“Which reminds me that the chicken is getting cold, and the ice warm,” I suggested. “At the time, I thought there could be no place better than the farmhouse kitchen—but this is. I ordered all this for something I want to say to you—the sea, the sand, the stars.”
“How alliterative you are!” she said, trying to be flippant. “You are not to say anything until I have had my supper. Look how the things are spilled around!”
But she ate nothing, after all, and pretty soon I put the tray down in the sand. I said little; there was no hurry. We were together, and time meant nothing against that age-long wash of the sea. The air blew her hair in small damp curls against her face, and little by little the tide retreated, leaving our boat an oasis in a waste of gray sand.
“If seven maids with seven mops swept it for half a year
Do you suppose, the walrus said, that they could get it clear?”
she threw at me once when she must have known I was going to speak. I held her hand, and as long as I merely held it she let it lie warm in mine. But when I raised it to my lips, and kissed the soft, open palm, she drew it away without displeasure.

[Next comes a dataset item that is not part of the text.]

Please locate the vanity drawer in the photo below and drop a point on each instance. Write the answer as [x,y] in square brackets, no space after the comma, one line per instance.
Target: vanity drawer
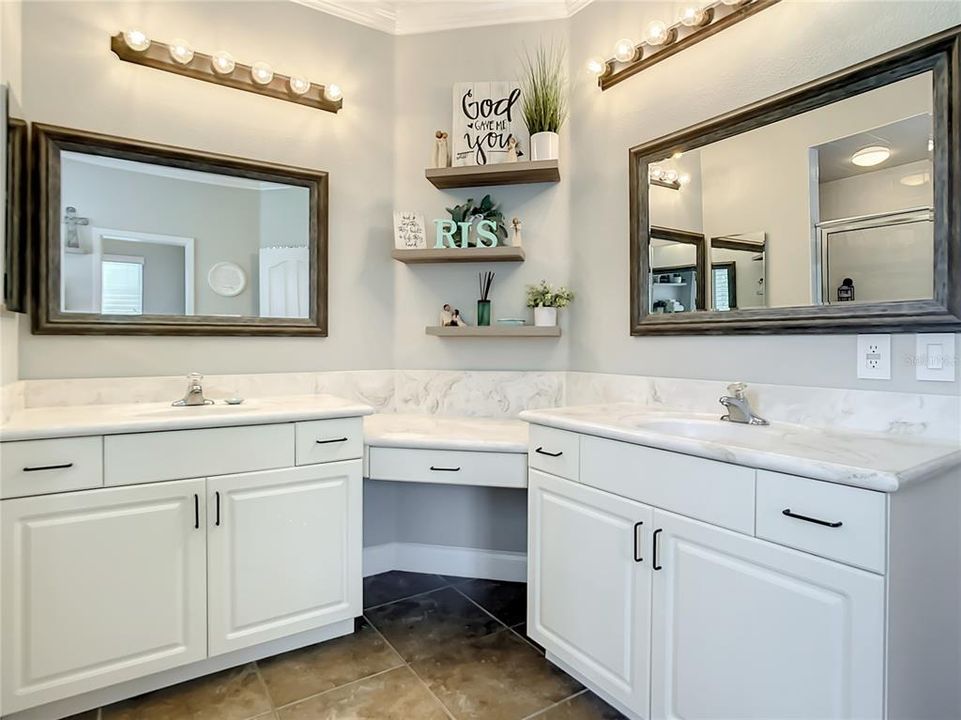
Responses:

“Not that, please,” she protested, and fell to whistling softly again, her chin in her hands. “I can’t sing,” she said, to break an awkward pause, “and so, when I’m fidgety, or have something on my mind, I whistle. I hope you don’t dislike it?”
“I love it,” I asserted warmly. I did; when she pursed her lips like that I was mad to kiss them.
“I saw you—at the station,” she said, suddenly. “You—you were in a hurry to go.” I did not say anything, and after a pause she drew a long breath. “Men are queer, aren’t they?” she said, and fell to whistling again.
After a while she sat up as if she had made a resolution. “I am going to confess something,” she announced suddenly. “You said, you know, that you had ordered all this for something you—you wanted to say to me. But the fact is, I fixed it all—came here, I mean, because—I knew you would come, and I had something to tell you. It was such a miserable thing I—needed the accessories to help me out.”
“I don’t want to hear anything that distresses you to tell,” I assured her. “I didn’t come here to force your confidence, Alison. I came because I couldn’t help it.” She did not object to my use of her name.